Learn About Walking Meditation
Not all forms of meditation involve sitting still. Walking meditation is a Buddhist concept that encourages people to practice mindfulness while in motion. Breathing is often synchronized with each step while maintaining a steady posture. This type of meditation is a good way to get exercise while improving mental awareness.
Make Your Office More Conducive to Meditation
Add a few decorative touches to your office to create a warmer atmosphere. You could buy a small water fountain to introduce natural sounds to your workspace or rearrange a few items to create more open space. If you like sitting on the floor to meditate, consider buying a cushion to use at work.

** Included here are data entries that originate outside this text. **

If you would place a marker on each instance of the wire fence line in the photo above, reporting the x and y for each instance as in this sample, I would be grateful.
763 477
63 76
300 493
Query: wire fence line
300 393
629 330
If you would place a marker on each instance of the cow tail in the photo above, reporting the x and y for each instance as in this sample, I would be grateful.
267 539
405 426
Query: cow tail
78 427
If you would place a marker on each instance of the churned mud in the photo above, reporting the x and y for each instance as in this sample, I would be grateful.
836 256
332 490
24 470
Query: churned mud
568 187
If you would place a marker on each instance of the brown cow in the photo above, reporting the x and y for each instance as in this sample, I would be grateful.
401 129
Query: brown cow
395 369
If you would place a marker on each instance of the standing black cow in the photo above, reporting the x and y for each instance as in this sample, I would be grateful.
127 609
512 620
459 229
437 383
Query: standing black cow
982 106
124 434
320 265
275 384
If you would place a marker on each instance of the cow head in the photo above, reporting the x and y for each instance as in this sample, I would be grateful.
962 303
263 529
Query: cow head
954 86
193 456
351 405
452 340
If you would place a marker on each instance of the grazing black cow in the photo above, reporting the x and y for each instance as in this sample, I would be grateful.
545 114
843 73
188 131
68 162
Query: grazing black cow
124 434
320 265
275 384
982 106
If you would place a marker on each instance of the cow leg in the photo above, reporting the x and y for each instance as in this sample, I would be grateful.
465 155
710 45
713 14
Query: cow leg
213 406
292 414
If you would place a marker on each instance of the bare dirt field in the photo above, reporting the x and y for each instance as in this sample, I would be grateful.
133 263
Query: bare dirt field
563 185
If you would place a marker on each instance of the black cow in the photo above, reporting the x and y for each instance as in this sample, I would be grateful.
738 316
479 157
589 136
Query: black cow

When the stress of work starts to affect your mental wellbeing, it may be time to look into how meditation can help. Just one brief session a day can positively change how you think, feel, and react on the job.
When you start, it may be difficult to maintain for more than a few minutes. Remember that you don’t need to force away distracting thoughts — if you acknowledge them, they will subside naturally. As you meditate more, you will be able to meditate for much longer and get much more value out of your sessions.